I have a problem related to Episode Mining in which I need to find the maximal utility of a episode given its occurrences in an event sequence.But I am presenting the question in a different form so that it's easier to explain.
There is a long string, S, where each of its character have some positive score.

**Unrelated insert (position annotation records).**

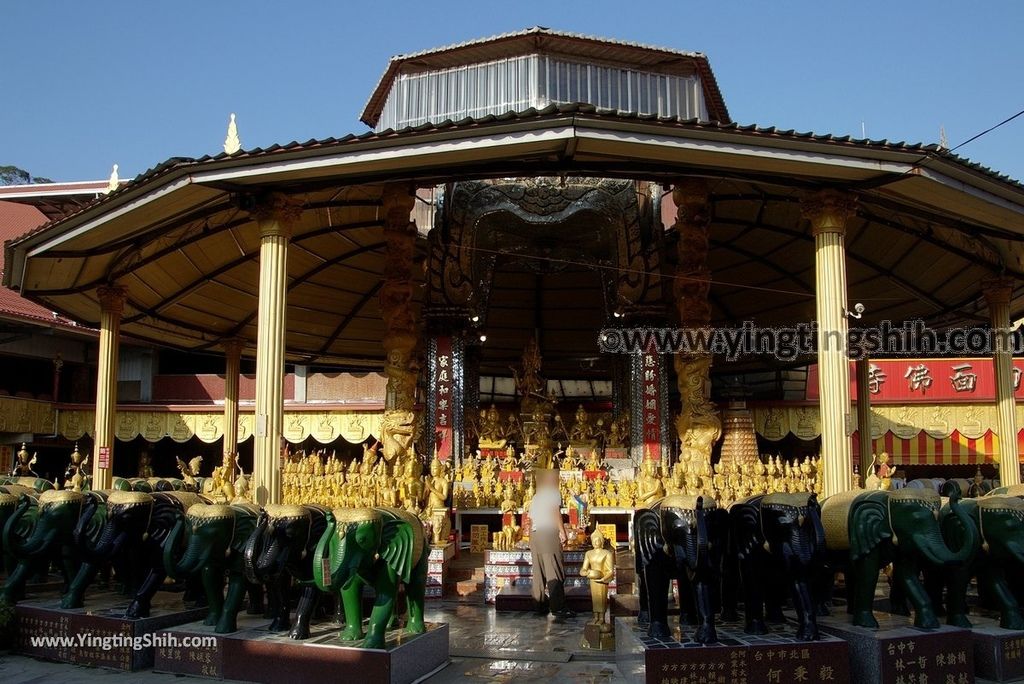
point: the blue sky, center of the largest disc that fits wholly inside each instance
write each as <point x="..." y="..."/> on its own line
<point x="86" y="84"/>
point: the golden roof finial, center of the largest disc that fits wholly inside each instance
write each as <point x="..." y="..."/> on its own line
<point x="231" y="142"/>
<point x="112" y="184"/>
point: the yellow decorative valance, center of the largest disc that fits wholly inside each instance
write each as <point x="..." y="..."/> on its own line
<point x="17" y="415"/>
<point x="325" y="426"/>
<point x="904" y="421"/>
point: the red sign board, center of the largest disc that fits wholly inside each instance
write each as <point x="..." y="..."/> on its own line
<point x="442" y="397"/>
<point x="650" y="411"/>
<point x="927" y="380"/>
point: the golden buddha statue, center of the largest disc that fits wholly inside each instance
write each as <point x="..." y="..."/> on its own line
<point x="487" y="470"/>
<point x="222" y="480"/>
<point x="491" y="429"/>
<point x="144" y="465"/>
<point x="24" y="463"/>
<point x="599" y="567"/>
<point x="649" y="487"/>
<point x="582" y="433"/>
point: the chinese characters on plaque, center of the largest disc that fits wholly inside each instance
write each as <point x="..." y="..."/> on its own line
<point x="442" y="397"/>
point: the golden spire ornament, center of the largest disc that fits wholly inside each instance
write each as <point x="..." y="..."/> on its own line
<point x="232" y="142"/>
<point x="112" y="183"/>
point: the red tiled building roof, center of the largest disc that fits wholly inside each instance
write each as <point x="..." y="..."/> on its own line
<point x="15" y="220"/>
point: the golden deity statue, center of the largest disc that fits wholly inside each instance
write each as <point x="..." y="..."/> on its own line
<point x="491" y="429"/>
<point x="599" y="567"/>
<point x="582" y="432"/>
<point x="24" y="463"/>
<point x="144" y="465"/>
<point x="649" y="487"/>
<point x="189" y="470"/>
<point x="881" y="476"/>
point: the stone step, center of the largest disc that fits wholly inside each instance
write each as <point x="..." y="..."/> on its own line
<point x="463" y="588"/>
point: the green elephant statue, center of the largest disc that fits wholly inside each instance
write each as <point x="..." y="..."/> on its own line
<point x="866" y="530"/>
<point x="379" y="547"/>
<point x="37" y="532"/>
<point x="210" y="541"/>
<point x="999" y="523"/>
<point x="9" y="496"/>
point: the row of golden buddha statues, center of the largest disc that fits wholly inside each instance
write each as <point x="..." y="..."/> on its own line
<point x="507" y="483"/>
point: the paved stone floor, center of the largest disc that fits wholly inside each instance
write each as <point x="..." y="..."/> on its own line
<point x="485" y="645"/>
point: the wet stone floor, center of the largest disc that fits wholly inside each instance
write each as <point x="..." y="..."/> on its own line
<point x="485" y="646"/>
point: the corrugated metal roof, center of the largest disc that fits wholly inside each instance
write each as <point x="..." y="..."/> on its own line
<point x="551" y="112"/>
<point x="541" y="39"/>
<point x="15" y="220"/>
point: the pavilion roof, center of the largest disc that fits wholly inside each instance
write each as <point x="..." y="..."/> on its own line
<point x="930" y="226"/>
<point x="541" y="39"/>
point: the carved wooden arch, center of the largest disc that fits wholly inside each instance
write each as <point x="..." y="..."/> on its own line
<point x="545" y="224"/>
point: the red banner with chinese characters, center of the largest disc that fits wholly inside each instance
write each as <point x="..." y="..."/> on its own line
<point x="650" y="411"/>
<point x="927" y="380"/>
<point x="442" y="397"/>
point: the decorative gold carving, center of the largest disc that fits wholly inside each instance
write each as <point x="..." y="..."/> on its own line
<point x="828" y="211"/>
<point x="698" y="424"/>
<point x="232" y="142"/>
<point x="400" y="335"/>
<point x="276" y="214"/>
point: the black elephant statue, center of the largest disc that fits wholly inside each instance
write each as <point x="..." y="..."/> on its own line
<point x="778" y="540"/>
<point x="680" y="537"/>
<point x="39" y="532"/>
<point x="136" y="525"/>
<point x="280" y="550"/>
<point x="866" y="530"/>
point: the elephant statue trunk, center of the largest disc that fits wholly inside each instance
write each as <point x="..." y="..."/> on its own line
<point x="282" y="549"/>
<point x="195" y="556"/>
<point x="381" y="547"/>
<point x="217" y="535"/>
<point x="902" y="527"/>
<point x="681" y="537"/>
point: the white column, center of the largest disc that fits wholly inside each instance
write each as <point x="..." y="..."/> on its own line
<point x="275" y="219"/>
<point x="997" y="294"/>
<point x="828" y="212"/>
<point x="864" y="415"/>
<point x="232" y="357"/>
<point x="112" y="301"/>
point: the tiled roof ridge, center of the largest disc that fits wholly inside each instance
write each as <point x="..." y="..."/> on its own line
<point x="552" y="111"/>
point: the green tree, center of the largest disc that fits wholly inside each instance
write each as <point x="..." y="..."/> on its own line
<point x="11" y="175"/>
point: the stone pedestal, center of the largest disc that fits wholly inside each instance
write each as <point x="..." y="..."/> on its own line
<point x="899" y="652"/>
<point x="98" y="636"/>
<point x="253" y="654"/>
<point x="998" y="653"/>
<point x="737" y="658"/>
<point x="437" y="564"/>
<point x="595" y="639"/>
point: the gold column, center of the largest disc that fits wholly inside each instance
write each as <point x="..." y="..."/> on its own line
<point x="997" y="293"/>
<point x="400" y="335"/>
<point x="864" y="416"/>
<point x="828" y="212"/>
<point x="232" y="357"/>
<point x="112" y="302"/>
<point x="275" y="217"/>
<point x="698" y="425"/>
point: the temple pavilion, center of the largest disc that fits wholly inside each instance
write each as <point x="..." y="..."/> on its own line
<point x="513" y="197"/>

Given another string, T, find a match with S containing all occurrences of the sequence of characters of T such that :-
- The occurrences are non-overlapping.
- The sequence of characters in S must be same as present in T but it can be discontinuous.
- Each occurrence should lie in a given window.

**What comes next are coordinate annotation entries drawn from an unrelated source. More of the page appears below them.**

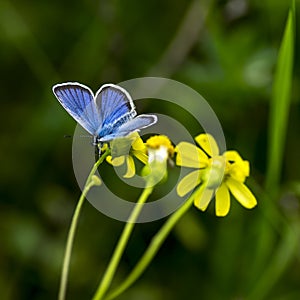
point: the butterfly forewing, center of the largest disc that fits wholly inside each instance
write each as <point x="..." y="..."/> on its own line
<point x="78" y="101"/>
<point x="114" y="104"/>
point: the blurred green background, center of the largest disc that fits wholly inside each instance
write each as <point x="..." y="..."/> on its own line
<point x="227" y="50"/>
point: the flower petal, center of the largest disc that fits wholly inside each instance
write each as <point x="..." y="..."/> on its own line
<point x="222" y="201"/>
<point x="241" y="193"/>
<point x="188" y="183"/>
<point x="202" y="200"/>
<point x="138" y="144"/>
<point x="208" y="144"/>
<point x="130" y="167"/>
<point x="233" y="156"/>
<point x="189" y="155"/>
<point x="143" y="157"/>
<point x="116" y="161"/>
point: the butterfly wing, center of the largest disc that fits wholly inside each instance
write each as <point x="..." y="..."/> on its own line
<point x="78" y="100"/>
<point x="115" y="107"/>
<point x="141" y="121"/>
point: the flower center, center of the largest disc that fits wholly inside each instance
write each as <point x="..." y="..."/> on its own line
<point x="215" y="173"/>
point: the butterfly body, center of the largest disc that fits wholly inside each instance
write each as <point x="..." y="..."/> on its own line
<point x="107" y="115"/>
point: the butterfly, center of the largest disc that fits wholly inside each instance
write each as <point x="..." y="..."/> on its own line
<point x="107" y="115"/>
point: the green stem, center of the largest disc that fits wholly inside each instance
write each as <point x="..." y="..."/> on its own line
<point x="154" y="246"/>
<point x="115" y="259"/>
<point x="70" y="240"/>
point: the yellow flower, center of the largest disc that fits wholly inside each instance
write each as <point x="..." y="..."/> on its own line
<point x="159" y="149"/>
<point x="222" y="174"/>
<point x="137" y="149"/>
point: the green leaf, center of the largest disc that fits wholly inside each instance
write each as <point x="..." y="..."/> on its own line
<point x="280" y="103"/>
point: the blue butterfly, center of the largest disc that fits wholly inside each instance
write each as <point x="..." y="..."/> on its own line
<point x="107" y="115"/>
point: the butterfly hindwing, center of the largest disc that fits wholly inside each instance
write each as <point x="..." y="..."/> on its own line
<point x="78" y="101"/>
<point x="130" y="126"/>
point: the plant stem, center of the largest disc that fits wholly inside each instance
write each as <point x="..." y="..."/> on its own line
<point x="154" y="246"/>
<point x="71" y="234"/>
<point x="115" y="259"/>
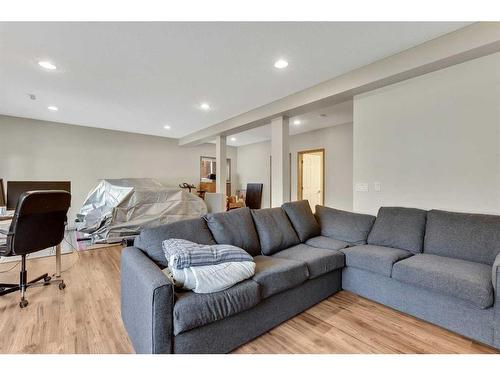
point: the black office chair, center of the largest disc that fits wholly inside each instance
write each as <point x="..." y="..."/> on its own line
<point x="39" y="222"/>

The total score of a match can be found by simply adding the scores of the characters at each occurrence.The problem is to find a match with maximum score of all the matches possible.
Example - String S - a(2) b(3) e(1) d(10) d(7) c(1) a(5) d(8) b(5) d(6)
String T - a b d
Window size - 5
Two matches of string T are:-
- [1,2,4], [7,9,10]. Score - [2+3+10] + [5+5+6]= 31
- [1,2,5], [7,9,10]. Score - [2+3+7] + [5+5+6]= 28. And the score is maximum in match 1 so it is the required answer.
We didn't consider the occurrence [1,2,8] or [1,2,10] as they are not in the given window as (8-1) > 5.
So, I would like to know if there is some solution to find the set of occurrences or match that gives the maximum score efficiently.